For the 20th-century Greek philosopher Panagiotis Kondylis, conservatism was a purely historical phenomenon. A Marxist from a distinguished military family, he was lauded as “one of the great conservative thinkers of our age” by the paleo-conservative, Paul Gottfried. Kondylis came to the conclusion that conservatism is not, as its adherents claim, an eternal intellectual or moral tendency, but a specific phase like the Reformation or the Enlightenment, representing the unsuccessful defence of the power of the landed aristocracy against the rising challenge of bourgeois industrialists.
As such, Kondylis wrote, it was already dead: for “outside this social and intellectual historical framework, conservatism can only be referred to metaphorically or with polemical or apologetic intent”, or indeed as “the epitaph of a process that has already (essentially) run its course”. With the 19th-century victory of bourgeois liberalism — and its replacement, in turn, by “mass democracy”, of which both fascism and Soviet Communism were extremist sub-categories — conservatism was left a meaningless husk, a rhetorical flourish to distinguish one form of liberalism from its electoral rivals through the mere narcissism of small differences.
Kondylis died in 1998, and therefore only partly witnessed the total intellectual collapse of Britain’s Conservative Party as a vehicle for Right-wing politics. Yet had he survived to observe the last flailing days of Europe’s oldest political party, still squatting in office to no discernible purpose, even he would surely have been shocked at the vacuousness and self-defeating liberalism of the faction which in Britain bears conservatism’s name. We can only hope that the party’s coming crushing electoral defeat will herald not only its ejection from power but its total dissolution: for even at the modest task which Kondylis assigns conservatism, the temporary preservation of yesterday’s liberalism, the Tories are abject failures.

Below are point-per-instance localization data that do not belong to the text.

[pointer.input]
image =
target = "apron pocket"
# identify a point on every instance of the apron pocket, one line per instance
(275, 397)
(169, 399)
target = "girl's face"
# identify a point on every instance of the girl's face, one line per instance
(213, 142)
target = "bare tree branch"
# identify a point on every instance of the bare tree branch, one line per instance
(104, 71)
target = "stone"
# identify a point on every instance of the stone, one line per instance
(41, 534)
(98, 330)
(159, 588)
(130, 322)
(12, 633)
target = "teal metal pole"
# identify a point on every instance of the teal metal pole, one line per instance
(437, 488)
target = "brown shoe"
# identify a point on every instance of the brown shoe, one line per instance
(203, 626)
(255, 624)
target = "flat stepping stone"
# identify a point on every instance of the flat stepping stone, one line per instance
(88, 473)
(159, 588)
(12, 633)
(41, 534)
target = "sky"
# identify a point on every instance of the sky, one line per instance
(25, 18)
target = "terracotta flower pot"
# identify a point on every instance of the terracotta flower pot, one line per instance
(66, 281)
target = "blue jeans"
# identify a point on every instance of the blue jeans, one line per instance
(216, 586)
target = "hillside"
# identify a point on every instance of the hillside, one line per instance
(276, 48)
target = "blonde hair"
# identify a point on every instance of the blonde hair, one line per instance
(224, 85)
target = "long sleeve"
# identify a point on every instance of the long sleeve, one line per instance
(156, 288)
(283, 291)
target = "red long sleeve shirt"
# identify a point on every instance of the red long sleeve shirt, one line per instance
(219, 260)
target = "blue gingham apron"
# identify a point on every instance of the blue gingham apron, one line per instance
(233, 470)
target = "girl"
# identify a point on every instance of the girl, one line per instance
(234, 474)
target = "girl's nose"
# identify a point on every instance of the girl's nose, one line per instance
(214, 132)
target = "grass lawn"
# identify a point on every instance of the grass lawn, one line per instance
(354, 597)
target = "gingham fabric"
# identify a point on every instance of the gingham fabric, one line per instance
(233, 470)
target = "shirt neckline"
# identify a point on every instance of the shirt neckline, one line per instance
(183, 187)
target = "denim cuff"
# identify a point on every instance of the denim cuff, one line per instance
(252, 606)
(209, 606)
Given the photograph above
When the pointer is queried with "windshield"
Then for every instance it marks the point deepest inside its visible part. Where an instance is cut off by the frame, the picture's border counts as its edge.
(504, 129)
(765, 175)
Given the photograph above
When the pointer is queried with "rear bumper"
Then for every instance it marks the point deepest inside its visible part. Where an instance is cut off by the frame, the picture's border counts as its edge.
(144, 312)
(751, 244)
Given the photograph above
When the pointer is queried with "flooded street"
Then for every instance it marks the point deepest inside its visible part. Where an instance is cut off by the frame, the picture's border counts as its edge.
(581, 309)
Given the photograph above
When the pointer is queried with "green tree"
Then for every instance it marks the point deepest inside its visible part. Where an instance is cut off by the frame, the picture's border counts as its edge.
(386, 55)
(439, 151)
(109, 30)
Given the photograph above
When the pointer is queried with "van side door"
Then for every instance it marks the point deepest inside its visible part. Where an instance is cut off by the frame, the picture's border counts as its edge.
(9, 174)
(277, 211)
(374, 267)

Last week’s redefinition of political extremism by Michael Gove, the party’s sole intellectual and most competent administrator, is a case in point. While the 2011 definition brought in by Cameron’s government was unnecessary and objectionable in itself, its notional appeal to “fundamental British values” could at least have served conservative ends if applied by a competent Right-wing government. Yet Gove’s redefinition strips out even that one marginal good, declaring that extremism is “the promotion or advancement of an ideology based on violence, hatred or intolerance”.
Leaving aside the question of political violence, which the law already adequately proscribes, it is not difficult to foresee how the technocratic liberal managerialism of the coming Starmer administration will interpret its vague definition of “intolerance”, defined as “creating a permissive environment” to “negate or destroy the fundamental rights and freedoms of others”. Like the 2011 Prevent definition, its 2024 replacement is a knee-jerk reaction to a perceived Islamist threat that, through moral cowardice at defining its opponent clearly, will instead disproportionately fall upon the political Right. That the liberal Left’s initial reactions to Gove’s tinkering centred on whether the party’s donors could be defined as extremists, or whether Gove’s chosen reading material defined him as one himself, highlights the inevitable direction of travel.

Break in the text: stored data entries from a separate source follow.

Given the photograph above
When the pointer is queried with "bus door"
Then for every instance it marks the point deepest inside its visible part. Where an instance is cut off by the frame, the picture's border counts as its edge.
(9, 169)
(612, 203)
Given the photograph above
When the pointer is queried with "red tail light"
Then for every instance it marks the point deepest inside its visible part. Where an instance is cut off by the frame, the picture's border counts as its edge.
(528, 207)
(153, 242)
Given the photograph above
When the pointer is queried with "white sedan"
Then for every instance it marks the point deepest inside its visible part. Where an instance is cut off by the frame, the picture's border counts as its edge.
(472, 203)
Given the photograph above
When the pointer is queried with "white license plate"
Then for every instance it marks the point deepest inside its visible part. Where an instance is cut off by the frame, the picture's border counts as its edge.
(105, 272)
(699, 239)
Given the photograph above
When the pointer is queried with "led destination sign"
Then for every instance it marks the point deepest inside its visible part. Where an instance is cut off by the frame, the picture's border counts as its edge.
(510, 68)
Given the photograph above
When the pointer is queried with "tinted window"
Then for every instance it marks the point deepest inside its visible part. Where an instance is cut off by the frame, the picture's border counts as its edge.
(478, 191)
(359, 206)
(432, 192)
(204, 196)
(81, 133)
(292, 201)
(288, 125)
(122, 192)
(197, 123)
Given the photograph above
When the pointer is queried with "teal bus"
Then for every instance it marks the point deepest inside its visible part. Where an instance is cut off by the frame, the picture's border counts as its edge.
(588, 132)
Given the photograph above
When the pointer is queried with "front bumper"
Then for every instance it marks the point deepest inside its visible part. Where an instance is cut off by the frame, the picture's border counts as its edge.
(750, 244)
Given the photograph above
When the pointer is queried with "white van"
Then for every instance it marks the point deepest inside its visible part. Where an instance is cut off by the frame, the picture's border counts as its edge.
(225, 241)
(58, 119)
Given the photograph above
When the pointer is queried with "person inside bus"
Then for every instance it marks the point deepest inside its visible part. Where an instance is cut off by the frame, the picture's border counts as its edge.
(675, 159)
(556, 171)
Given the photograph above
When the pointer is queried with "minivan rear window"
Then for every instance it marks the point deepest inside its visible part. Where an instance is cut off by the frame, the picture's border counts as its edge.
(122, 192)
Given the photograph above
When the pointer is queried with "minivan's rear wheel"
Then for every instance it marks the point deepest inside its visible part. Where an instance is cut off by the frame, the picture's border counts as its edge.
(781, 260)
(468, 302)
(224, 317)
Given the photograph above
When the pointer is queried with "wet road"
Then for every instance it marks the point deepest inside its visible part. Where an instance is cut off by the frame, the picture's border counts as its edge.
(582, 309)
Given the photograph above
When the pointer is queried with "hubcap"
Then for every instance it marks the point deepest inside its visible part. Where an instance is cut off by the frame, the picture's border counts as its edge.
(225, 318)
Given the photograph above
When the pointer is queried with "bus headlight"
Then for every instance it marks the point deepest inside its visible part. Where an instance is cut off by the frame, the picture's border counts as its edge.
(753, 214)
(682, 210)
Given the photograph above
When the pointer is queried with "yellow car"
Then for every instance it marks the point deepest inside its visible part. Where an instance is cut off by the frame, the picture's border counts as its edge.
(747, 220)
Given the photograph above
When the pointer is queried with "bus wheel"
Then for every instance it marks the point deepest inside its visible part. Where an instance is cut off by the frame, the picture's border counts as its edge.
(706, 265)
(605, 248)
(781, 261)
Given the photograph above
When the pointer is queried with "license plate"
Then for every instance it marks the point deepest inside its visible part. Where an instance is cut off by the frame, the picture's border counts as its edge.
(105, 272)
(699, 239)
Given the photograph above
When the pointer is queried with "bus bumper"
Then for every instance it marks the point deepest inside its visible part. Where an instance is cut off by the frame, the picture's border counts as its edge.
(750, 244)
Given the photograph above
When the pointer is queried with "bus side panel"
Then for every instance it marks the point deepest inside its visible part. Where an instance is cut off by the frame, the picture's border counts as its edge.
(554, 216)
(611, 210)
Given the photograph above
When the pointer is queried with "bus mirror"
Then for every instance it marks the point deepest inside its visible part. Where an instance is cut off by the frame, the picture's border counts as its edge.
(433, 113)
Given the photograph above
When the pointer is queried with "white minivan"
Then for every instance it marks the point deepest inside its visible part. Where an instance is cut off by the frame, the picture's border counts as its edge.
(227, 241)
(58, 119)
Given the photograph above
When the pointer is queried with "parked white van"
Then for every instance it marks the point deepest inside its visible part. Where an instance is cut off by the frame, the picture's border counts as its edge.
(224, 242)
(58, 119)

In an attempt to make short-lived political capital at the disquiet over recent pro-Palestine protests, Gove has created a powerful weapon against the Right. Just as Blair’s Human Rights Act enshrined progressivism into the state’s essence, the new definition will shrink conservatism’s space for querying or opposing the most sweeping progressive innovations. It is of a piece with the Online Safety Act, a hurried piece of legislation brought in as a response to a Conservative MP’s murder by a jihadist, which instead functions as a muzzle on “harmful” Right-wing discourse. None of the alleged “culture war” dividing lines on which the Conservatives have rhetorically sought to distinguish themselves from Labour — on mass immigration, the ECHR, gender politics or progressive activist judges and civil servants — will survive the expansive interpretations of “the fundamental rights and freedoms of others” that will surely follow. If the Conservative Party is to be judged on its actions, and not on its rhetoric, it is not a vehicle for the implementation of Right-wing politics but for its suppression. In its last days in the Westminster bunker, the Conservative Party has chosen suicide as its final act.